July is a good month to take cuttings of softwood. Use pruning shears to cut off two- to six-inch stems of azaleas and rhododendrons, beauty-berries, hollies, magnolias, maples, viburnums, weigelas and ground covers such as pachysandra, myrtle and pachistima.
Pinch off the bottom leaves but allow the top half to remain. Dip the cuttings in a rooting hormone and set them in a dampened commercial rooting mixture or mix equal parts of peat moss and sand. Be sure the rooting medium is tightly packed in a flat or in pots, make a hole with a stick or pencil and pack the cuttings in firmly. Water them in. Cover the flat or pots with polyethylene and set them in a cool shaded place outdoors.
Cuttings should root in a month or more. Pot them individually in soil and set them in a cold frame or nursery bed. Protect them carefully over the winter.
July is also a good month to sow fresh seed of delphiniums, larkspur, pansies, Canterbury bells, sweet william, hollyhocks and foxgloves.
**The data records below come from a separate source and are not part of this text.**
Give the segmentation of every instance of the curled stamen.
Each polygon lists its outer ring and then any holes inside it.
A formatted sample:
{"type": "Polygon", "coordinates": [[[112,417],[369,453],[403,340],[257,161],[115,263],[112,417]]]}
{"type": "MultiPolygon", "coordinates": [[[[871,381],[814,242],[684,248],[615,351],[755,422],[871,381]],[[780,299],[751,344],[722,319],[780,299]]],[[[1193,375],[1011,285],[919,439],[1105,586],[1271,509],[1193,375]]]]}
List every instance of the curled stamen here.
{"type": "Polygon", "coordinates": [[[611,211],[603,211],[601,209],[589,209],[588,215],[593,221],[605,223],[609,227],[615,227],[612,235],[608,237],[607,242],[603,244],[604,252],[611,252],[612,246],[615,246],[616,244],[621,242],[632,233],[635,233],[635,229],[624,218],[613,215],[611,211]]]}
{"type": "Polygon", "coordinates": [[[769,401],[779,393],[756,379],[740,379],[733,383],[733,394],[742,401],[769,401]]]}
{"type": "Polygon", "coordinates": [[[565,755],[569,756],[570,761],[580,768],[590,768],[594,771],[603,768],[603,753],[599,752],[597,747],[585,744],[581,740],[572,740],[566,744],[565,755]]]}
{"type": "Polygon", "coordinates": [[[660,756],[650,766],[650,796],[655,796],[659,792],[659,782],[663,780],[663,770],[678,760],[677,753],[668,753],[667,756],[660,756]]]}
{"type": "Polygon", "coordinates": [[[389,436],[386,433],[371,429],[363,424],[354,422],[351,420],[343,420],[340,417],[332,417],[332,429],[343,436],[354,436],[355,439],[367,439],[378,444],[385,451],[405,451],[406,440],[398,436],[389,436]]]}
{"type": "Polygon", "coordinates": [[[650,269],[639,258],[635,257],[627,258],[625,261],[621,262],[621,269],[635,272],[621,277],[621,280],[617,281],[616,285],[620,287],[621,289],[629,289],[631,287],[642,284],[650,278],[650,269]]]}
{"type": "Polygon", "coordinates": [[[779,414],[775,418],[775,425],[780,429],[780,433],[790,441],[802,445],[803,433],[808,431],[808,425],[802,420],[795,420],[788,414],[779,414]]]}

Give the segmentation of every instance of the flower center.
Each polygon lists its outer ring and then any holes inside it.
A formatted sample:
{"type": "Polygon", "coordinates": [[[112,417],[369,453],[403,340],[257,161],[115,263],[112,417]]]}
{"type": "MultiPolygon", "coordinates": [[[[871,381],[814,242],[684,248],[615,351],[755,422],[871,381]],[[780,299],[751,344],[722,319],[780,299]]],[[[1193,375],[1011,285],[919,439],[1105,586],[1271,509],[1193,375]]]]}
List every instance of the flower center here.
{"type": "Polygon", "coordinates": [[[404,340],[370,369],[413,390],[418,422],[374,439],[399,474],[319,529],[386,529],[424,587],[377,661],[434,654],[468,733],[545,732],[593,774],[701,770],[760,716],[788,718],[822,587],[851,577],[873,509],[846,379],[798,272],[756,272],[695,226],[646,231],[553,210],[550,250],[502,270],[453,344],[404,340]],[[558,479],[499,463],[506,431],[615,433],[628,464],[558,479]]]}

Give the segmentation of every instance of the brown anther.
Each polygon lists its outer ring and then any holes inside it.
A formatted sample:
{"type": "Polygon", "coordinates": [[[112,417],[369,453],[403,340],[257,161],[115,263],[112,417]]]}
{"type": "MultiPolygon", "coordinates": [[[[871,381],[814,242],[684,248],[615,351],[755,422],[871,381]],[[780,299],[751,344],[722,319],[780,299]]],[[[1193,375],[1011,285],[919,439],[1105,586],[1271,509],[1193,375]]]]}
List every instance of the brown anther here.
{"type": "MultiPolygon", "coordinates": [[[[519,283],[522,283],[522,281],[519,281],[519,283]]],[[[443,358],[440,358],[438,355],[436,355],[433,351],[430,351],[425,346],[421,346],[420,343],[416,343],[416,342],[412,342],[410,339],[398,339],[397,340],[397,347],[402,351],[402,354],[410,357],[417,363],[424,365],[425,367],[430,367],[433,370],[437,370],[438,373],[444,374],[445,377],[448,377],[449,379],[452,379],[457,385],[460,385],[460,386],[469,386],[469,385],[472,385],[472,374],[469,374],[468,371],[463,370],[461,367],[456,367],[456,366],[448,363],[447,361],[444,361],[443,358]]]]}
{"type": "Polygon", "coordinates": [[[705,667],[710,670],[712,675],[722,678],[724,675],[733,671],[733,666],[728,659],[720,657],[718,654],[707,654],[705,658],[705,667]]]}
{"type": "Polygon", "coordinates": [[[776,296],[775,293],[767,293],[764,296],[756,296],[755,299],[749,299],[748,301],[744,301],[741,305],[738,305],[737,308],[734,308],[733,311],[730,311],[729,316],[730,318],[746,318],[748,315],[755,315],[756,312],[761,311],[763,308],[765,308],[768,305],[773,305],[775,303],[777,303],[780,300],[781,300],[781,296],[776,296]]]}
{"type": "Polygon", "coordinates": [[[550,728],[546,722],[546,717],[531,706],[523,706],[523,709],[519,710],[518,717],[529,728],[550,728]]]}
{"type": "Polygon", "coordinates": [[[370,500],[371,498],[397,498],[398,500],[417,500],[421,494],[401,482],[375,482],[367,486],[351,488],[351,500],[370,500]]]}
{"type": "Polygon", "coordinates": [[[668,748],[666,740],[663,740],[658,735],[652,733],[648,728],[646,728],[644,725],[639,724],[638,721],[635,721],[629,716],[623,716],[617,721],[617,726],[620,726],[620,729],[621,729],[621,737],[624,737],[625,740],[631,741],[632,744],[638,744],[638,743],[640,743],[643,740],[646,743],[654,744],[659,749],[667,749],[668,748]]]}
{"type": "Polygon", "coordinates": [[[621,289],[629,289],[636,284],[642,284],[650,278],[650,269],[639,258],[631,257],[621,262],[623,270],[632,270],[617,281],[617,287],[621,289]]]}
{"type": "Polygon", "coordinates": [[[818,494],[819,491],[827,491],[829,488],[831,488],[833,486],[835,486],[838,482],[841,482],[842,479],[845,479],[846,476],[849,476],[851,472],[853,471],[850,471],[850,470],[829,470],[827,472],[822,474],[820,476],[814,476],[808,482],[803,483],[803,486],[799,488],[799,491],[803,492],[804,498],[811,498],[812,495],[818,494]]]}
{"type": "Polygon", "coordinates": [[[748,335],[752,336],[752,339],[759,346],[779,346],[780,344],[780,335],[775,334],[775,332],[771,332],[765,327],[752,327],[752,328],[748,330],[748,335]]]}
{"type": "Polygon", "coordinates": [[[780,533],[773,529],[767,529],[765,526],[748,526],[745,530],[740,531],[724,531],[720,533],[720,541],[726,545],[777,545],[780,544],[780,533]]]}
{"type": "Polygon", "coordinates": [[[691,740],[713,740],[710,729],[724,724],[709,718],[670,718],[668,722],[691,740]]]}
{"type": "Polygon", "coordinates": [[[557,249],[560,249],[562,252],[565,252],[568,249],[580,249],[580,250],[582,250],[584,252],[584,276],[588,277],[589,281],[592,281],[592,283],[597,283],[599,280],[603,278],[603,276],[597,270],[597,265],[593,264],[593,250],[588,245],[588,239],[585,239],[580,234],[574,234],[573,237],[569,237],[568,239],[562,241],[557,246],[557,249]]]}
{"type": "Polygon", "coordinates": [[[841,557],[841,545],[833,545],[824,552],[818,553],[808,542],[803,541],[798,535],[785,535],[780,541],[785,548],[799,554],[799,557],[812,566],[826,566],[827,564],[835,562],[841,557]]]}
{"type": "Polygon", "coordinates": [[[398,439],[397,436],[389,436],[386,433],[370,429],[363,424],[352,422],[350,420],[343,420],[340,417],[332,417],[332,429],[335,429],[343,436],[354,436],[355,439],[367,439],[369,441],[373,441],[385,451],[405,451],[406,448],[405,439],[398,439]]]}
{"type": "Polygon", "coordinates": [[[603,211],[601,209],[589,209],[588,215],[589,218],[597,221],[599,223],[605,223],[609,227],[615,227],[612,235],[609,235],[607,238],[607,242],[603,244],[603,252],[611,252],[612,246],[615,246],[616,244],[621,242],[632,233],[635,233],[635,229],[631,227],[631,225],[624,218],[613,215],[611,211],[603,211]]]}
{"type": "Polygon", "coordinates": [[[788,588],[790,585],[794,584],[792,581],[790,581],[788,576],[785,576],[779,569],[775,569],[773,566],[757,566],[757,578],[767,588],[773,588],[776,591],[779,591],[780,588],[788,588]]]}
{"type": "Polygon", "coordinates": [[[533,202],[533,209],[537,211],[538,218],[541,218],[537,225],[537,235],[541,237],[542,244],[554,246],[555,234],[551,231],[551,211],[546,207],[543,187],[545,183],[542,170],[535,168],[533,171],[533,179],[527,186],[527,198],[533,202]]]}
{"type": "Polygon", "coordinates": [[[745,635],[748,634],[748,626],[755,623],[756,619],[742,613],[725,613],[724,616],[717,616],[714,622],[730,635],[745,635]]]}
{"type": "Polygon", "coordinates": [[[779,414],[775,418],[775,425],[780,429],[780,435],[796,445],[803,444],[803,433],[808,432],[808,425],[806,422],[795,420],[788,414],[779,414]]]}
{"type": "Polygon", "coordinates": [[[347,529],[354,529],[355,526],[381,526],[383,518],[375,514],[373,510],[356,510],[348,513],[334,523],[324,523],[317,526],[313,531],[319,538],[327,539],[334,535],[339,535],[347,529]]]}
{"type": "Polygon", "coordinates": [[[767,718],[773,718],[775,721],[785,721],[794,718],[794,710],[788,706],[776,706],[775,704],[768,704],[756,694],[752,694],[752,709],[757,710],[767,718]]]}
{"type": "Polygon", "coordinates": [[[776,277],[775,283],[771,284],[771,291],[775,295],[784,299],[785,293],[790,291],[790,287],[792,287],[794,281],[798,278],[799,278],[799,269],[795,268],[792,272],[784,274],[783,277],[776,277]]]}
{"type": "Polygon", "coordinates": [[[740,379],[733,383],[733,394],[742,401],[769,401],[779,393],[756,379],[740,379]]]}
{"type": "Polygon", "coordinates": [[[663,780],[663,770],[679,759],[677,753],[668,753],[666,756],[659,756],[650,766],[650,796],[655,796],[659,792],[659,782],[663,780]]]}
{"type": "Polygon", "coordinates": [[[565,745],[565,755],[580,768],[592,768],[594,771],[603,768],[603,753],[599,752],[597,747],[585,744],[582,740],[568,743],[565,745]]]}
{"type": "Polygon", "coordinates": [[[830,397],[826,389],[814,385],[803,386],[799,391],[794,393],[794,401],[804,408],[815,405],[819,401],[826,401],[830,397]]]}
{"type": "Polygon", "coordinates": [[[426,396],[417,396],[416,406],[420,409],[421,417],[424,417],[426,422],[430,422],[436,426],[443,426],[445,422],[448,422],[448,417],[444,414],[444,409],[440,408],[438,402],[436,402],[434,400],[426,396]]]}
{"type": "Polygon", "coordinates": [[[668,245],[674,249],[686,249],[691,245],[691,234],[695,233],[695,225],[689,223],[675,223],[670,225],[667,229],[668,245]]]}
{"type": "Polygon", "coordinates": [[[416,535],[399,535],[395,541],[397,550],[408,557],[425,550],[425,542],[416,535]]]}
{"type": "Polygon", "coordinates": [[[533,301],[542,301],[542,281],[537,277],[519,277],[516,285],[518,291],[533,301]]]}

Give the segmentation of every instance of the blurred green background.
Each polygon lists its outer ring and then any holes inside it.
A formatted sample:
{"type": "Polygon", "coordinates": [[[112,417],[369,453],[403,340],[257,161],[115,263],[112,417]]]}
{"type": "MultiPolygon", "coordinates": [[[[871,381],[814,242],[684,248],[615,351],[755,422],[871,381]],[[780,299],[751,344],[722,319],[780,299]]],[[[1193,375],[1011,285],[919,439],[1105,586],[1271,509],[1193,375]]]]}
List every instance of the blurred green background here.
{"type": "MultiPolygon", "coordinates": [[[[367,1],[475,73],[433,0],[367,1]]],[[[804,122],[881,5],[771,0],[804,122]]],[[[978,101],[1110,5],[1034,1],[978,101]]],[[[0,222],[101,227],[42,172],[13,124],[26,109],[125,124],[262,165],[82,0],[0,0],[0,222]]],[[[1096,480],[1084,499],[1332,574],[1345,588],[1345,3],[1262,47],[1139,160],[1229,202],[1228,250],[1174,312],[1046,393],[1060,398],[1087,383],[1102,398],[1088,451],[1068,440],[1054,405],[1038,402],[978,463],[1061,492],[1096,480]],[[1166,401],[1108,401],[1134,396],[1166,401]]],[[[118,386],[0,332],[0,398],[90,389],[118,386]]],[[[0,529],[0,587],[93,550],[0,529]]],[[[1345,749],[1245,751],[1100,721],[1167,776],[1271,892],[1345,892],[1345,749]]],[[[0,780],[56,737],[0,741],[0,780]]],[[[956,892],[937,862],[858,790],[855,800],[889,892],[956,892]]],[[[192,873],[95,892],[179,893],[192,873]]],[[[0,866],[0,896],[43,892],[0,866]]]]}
Individual kinds can be sown in separate pots or they can be planted in nursery beds in the garden. Be sure to label rows. In September, after the plants have several sets of true leaves, the biennial seedlings can be set permanently in the garden.
Fruit trees should be thinned if the boughs are too heavily with young fruit. The excess can be pinched off or cut off with pruning shears. Also, spray schedules must be maintained to keep the fruit free of disease and pests.
It is not too early to study bulb catalogues and plan next spring's garden. The bulbs will not be shipped until fall, but early orders usually get first choice.
Keep the vegetable garden productive. Where spinach and lettuce grew, plant New Zealand spinach and Swiss chard. When pea vines are pulled out, plant beans. Set out lettuce seedlings where the radishes grew. Buy seed packets now to start seed indoors next month of broccoli, cabbage and kale. Seedlings will be set out in August.